Such noble prurience is a mistake, in this reviewer's opinion, for it neuters a book which, had it been rendered breathlessly enough, could have been a rip-snorter.
If it were me I would have extracted much of the debate in full and provided some journalistic context around how it came about, and certainly extracted some of the peachier exchanges. For example, how about this one:
"[Dennett's] limited and superficial book reads like a caricature of a caricature--for if Richard Dawkins has trivialized Darwin's richness by adhering to the strictest form of adaptationist argument in a maximally reductionist mode, then Dennett, as Dawkins's publicist, manages to convert an already vitiated and improbable account into an even more simplistic and uncompromising doctrine. If history, as often noted, replays grandeurs as farces, and if T.H. Huxley truly acted as "Darwin's bulldog," then it is hard to resist thinking of Dennett, in this book, as "Dawkins's lapdog."
Cracking stuff - but it finds no place in Sterelny's volume, and I had to look it up online (it, and the whole vituperative article from which it came, is reproduced at the New York Review of Books' website.)
Sterelny's main problem seems to be that he is such a frightfully good egg he can't bring himself to dramatise proceedings, which are screaming out for it, at all. He confesses an intellectual kinmship with Dawkins but then is so scrupulously fair to Gould in his assessment of their competing arguments that it is hard to comprehend what he even sees in Dawkins' view.
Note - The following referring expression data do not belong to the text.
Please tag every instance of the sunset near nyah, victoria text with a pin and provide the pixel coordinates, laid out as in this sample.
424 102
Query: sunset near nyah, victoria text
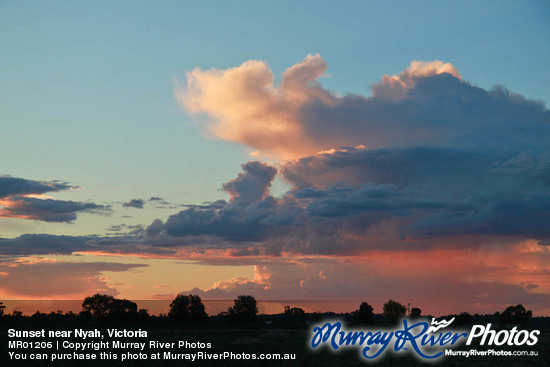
308 151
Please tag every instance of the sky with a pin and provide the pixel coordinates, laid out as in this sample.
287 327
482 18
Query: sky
363 150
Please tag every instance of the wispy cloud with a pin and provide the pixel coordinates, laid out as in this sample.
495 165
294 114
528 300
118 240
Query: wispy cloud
26 199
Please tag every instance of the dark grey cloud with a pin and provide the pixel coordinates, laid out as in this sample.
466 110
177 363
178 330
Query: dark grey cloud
240 219
18 202
134 203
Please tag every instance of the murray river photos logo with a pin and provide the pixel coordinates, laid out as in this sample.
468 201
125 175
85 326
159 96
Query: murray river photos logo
425 341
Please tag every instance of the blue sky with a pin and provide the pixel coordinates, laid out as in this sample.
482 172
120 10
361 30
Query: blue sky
88 87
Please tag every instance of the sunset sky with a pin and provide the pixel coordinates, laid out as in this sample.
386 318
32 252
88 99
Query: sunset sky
313 150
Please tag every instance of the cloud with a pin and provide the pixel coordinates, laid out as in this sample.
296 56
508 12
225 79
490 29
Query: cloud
134 203
462 282
13 186
25 199
47 210
427 104
42 244
237 220
49 279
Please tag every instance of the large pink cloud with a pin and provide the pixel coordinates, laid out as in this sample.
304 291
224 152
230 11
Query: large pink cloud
427 104
442 281
40 278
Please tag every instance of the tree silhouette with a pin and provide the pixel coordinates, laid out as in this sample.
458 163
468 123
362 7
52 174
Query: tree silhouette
364 315
515 315
393 311
244 309
102 306
295 312
187 308
415 313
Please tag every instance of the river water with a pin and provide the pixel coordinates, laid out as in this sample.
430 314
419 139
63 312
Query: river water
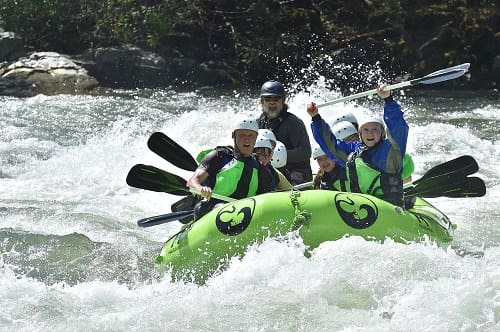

That might be my bias: while much taken by Dawkins' and Dennett's books when I first read them, I have found more resonance in Gould's humanist, pragmatic view the more I've read of it (and the older I've got), so (as a point of disclosure) I come out on the other side of the argument to Sterelny. That's not my problem with his book; however, quite the opposite: it's the very bloodlessness of it.